If you are a talented petroleum engineer and you want to apply for a job at an Exxon Mobil, Chevron or similar company, you must go through a corporate site-specific search and application process for every opening. If you’re a contractor looking to limit unpaid downtime between projects, your prospects are bleaker.

This is the gauntlet faced by people who already know what jobs they are looking for. But many young people today have no idea where to begin, isolating them further from great opportunities.

The current situation does not work efficiently for job seekers or employers.

In the early years of the shale boom, Wall Street encouraged rapid growth through free-wheeled spending on drilling and acquisitions. But beginning in 2016–2017 and continuing through the pandemic, oil and gas companies came to grips with hard lessons.

Investors demanded free cash flow and low G&A. Energy companies had to rein in operations and concentrate on the bottom line, which in HR departments led to a greater reliance on contract hires and the search for better paid, but more specifically trained and experienced employees.

Even when commodity prices are riding high, companies are no longer willing to throw money around on G&A expenses.

Taking all these factors into account, the current hiring system is no longer sustainable.

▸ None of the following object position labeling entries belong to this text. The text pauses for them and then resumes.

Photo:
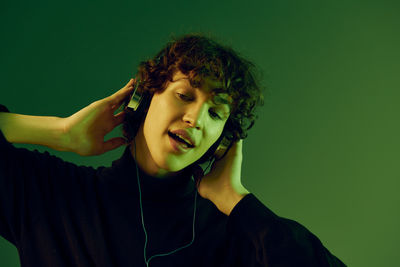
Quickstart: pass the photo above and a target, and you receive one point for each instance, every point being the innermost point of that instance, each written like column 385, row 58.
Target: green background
column 325, row 149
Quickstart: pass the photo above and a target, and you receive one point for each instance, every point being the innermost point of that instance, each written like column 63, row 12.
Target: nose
column 195, row 115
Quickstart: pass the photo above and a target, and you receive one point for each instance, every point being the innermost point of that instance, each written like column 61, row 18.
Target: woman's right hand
column 85, row 130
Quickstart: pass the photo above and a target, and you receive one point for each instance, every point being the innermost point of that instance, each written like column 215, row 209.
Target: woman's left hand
column 222, row 185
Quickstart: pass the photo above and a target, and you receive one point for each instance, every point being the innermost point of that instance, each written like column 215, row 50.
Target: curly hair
column 200, row 57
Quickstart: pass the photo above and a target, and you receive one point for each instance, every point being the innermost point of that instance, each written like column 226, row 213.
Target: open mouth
column 180, row 141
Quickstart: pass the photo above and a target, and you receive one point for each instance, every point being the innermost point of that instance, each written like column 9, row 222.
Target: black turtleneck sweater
column 60, row 214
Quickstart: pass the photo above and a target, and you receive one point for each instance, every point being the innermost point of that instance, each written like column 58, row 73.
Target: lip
column 184, row 134
column 177, row 146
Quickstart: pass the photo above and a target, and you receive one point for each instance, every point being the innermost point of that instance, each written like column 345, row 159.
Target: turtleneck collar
column 154, row 188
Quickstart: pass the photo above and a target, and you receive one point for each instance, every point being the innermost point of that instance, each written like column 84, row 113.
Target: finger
column 113, row 143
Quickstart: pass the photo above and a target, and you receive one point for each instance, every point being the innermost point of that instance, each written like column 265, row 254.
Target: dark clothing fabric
column 60, row 214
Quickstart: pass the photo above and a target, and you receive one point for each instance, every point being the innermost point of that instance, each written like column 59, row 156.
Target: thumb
column 113, row 143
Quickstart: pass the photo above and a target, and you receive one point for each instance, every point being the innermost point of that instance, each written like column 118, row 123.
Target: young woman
column 155, row 206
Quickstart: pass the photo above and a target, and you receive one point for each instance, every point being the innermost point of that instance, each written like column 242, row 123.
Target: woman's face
column 180, row 107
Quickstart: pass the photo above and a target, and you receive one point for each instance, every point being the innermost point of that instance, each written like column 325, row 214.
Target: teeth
column 187, row 141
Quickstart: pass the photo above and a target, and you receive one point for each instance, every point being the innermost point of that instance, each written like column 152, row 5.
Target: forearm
column 40, row 130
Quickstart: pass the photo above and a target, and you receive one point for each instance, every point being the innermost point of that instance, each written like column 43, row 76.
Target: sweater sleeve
column 33, row 186
column 265, row 239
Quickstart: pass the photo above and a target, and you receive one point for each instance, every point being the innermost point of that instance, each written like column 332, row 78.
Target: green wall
column 325, row 150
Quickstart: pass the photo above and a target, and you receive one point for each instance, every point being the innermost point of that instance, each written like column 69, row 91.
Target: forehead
column 210, row 86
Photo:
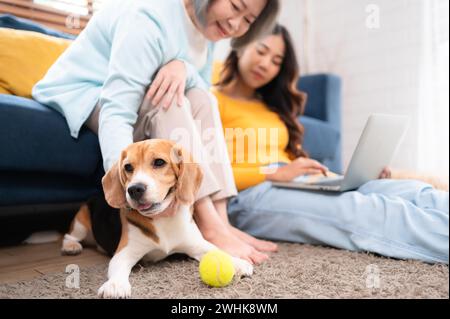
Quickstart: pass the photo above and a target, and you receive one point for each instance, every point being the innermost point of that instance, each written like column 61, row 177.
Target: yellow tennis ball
column 216, row 268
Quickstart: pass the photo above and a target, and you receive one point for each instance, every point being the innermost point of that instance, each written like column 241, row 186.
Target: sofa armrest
column 324, row 97
column 324, row 104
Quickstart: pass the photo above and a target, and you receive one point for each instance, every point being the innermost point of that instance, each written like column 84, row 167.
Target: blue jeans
column 396, row 218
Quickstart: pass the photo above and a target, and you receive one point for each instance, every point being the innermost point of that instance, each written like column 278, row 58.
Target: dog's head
column 150, row 175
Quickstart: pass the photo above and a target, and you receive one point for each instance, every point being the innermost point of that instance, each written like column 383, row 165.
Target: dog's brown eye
column 159, row 162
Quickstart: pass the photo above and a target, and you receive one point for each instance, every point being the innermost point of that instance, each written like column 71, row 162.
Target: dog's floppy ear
column 113, row 187
column 189, row 176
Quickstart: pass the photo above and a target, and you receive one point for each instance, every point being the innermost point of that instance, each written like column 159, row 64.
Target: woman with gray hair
column 133, row 61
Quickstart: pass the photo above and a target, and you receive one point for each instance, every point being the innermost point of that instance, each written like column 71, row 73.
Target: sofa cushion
column 35, row 138
column 25, row 188
column 13, row 22
column 321, row 139
column 25, row 57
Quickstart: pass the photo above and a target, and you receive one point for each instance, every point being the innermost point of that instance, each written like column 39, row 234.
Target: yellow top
column 255, row 137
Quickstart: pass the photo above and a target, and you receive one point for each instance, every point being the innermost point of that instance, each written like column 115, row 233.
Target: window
column 70, row 16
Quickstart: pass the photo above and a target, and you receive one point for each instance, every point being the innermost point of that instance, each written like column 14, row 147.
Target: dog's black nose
column 136, row 191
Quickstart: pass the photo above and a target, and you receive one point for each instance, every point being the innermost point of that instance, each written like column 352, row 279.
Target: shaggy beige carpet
column 296, row 271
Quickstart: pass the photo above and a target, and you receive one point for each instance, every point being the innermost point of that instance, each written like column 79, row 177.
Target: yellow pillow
column 25, row 57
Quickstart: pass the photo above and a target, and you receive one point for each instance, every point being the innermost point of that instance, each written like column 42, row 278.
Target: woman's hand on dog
column 168, row 85
column 300, row 166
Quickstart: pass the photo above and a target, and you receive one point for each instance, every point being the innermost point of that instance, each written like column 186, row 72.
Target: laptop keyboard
column 330, row 181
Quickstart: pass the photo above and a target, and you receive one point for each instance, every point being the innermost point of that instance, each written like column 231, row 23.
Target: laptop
column 375, row 150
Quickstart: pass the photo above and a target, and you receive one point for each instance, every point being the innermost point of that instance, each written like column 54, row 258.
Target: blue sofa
column 44, row 170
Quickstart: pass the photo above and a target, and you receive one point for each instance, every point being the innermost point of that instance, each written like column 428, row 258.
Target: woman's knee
column 203, row 103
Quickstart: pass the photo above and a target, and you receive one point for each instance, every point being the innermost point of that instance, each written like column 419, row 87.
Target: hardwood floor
column 26, row 262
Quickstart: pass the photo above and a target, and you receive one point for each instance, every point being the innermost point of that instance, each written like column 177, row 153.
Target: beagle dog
column 149, row 192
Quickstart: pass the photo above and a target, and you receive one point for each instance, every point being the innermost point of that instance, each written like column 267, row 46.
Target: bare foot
column 261, row 245
column 228, row 242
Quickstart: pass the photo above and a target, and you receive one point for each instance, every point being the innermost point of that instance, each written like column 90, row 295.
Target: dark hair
column 281, row 94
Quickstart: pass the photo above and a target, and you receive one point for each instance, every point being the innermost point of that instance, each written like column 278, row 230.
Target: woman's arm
column 300, row 166
column 136, row 54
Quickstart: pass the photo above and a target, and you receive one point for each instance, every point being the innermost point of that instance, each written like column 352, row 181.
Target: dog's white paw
column 242, row 267
column 71, row 247
column 115, row 288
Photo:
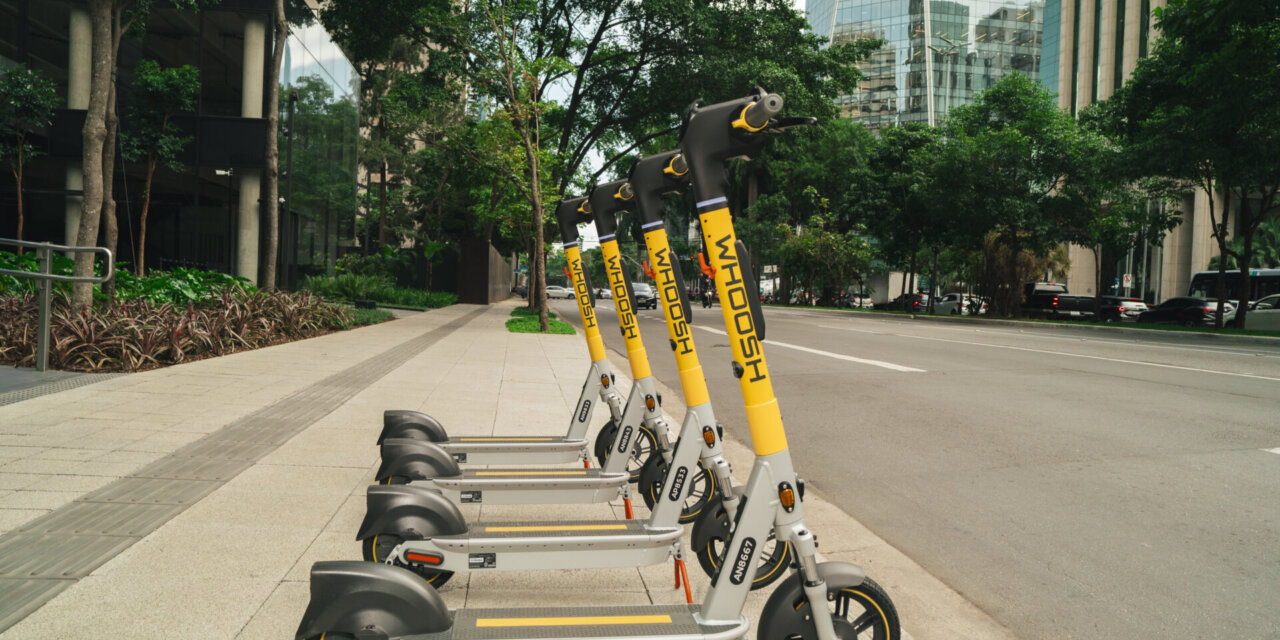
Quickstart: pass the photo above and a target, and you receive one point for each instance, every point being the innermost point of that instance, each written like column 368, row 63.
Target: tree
column 109, row 22
column 1011, row 149
column 158, row 95
column 27, row 101
column 1203, row 108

There needs to be a better way to approach energy industry hiring

A hiring platform is needed that is centered on the energy industry, deploying industry-specific algorithms and tags and bringing hiring companies and job seekers together with one application protocol.

A hiring platform should replace the trust built from personal networking with trust built from actual job histories, on-the-job reviews and verifiable certifications.

It should harness technology and artificial intelligence to match highly specific jobs to equally specific candidates.

Finally, the hiring platform should remain above the political fray, combining non-renewable and renewable jobs into one indivisible energy community.

We are all aware of the political and social stigmas currently placed on the non-renewable energy sector. But there are even more concerning developments on the horizon. As of January 2024, the Global Fossil Fuel Divestment Commitments Database boasted 1,612 qualifying institutions that promised varying degrees of fossil fuel industry divestment. Numerous top universities, wealth funds and influential cultural entities are on that list.

What happens if—or when—such activism reaches the mega job sites? What happens when people can’t find well-paid and rewarding jobs because the job sites have quietly downgraded them, or refused to post them at all?

Let us hope we never find ourselves in that situation, but let’s also be prepared. As long as an industry-centered hiring platform exists that represents the full range of energy industry jobs, both renewable and non-renewable, industry hiring will remain resilient and independent of political headwinds.

Though questions of efficiency, innovation and transparency are important for the day-to-day health of our industry and must be addressed by an improved hiring system, the need to remain resilient—with new people always finding and entering the energy field—is of utmost importance to our industry in the future, and to the world we power.